Mr Wade was summarily dismissed by the Principal of MSS, Mr G Lawrence on 19 April 2010 following the receipt of an abusive phone call made by Mr Wade’s wife. Mr Wade had been employed by MSS as a security guard since May 2008 and was initially held in high regard by his employer. On or about June 2009, Mr Lawrence observed that Mr Wade “became more difficult to manage” as he came under financial stress.

It was at this time that Mr Lawrence began to receive regular harassing phone calls from Mr Wade’s wife, in which she accused him of “not looking after Lindsay” and disputed her husband’s wages and hours of work. In the period from June 2009 to April 2010 Mr Lawrence claimed to have received several complaints from clients concerning Mr Wade’s conduct and issued him with three verbal warnings, of which the latest was 6 April 2010. Further, Mr Wade had been ignoring company policy by driving his own car for work purposes since April 2009. The car provided by MSS had broken down, and Mr Wade refused to drive the relief vehicle, claiming that it hurt his back.  

In April 2010, Mrs Wade forwarded a bill of $117 to Mr Lawrence for use of the private vehicle. Mr Lawrence refused to pay, as he had already paid Mr Wade $50 with respect to the vehicle along with additional fuel expenses. Mrs Wade then rang Mr Lawrence and threatened him about paying the bill during a phone conversation which he believed Mr Wade condoned. This was, as Mr Lawrence put it, “the straw that broke the camel’s back” which resulted in the summary dismissal of Mr Wade from MSS.  

Mr Lawrence made it clear at the Fair Work Australia (FWA) hearing that this phone call was the final reason why Mr Wade was terminated, and that Mr Wade had adhered to all verbal warnings that had been given in respect of his misconduct. Commissioner Roberts of FWA found that since it could not be proven that Mr Wade was a party to his wife’s actions, and that all instances of his misconduct had been effectively addressed by verbal warnings, there were no grounds on which he could be justifiably dismissed on the basis of serious misconduct.

There was no evidence of malice in the summary dismissal by Mr Lawrence, nor was there any ill feeling between him and Mr Wade at the hearing. FWA found his actions were of understandable frustration in light of the harassment he had faced from Mrs Wade, but were nevertheless illegal under the unfair dismissal provisions of the Fair Work Act 2009 (Cth). As reinstatement was not appropriate, Mr Wade was awarded compensation which equated to four weeks’ wages.
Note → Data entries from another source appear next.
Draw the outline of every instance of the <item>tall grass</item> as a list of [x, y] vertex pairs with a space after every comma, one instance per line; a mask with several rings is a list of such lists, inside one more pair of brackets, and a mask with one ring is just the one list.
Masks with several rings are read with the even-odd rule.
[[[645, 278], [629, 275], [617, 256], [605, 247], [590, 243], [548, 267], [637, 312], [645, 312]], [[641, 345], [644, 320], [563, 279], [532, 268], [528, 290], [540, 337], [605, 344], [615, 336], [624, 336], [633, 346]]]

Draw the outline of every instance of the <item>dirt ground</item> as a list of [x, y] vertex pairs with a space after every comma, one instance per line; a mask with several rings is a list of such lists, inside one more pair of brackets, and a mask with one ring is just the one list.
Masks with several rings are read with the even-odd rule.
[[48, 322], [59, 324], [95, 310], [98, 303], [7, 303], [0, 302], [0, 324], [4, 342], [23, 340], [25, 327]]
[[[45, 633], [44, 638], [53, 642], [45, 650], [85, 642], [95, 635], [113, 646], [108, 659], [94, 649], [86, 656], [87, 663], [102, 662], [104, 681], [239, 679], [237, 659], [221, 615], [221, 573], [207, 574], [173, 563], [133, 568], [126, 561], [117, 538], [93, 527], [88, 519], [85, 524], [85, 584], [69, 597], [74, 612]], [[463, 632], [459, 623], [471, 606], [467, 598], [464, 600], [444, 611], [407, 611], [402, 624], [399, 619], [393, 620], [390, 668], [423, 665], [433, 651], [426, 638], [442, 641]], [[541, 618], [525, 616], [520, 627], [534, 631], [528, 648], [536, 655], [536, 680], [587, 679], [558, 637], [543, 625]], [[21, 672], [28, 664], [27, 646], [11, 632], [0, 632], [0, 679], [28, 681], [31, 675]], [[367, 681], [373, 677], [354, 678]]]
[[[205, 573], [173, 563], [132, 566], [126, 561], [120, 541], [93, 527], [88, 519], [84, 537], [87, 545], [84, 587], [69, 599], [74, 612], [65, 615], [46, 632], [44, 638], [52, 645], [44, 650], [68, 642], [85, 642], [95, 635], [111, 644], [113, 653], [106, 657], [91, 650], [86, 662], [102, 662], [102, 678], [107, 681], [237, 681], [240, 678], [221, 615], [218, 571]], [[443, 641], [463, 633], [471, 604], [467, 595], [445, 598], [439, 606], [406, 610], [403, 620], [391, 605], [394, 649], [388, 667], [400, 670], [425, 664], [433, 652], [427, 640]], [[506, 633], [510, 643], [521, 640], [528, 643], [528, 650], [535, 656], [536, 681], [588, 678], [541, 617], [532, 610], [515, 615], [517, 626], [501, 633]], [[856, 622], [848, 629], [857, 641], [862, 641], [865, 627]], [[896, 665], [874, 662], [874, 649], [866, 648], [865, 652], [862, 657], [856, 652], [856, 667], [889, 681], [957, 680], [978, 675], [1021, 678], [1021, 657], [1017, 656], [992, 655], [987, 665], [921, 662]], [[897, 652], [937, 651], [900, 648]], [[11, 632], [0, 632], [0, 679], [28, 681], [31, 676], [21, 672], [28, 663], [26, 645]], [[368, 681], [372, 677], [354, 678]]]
This decision by FWA demonstrates that employees can only be justifiably dismissed on the basis of misconduct where the misconduct involved is directly and explicitly referrable to the employee. The employer in this case was clearly subjected to unreasonable harassment by the wife of an employee over a sustained period, however this could not be imputed to the misconduct of the employee.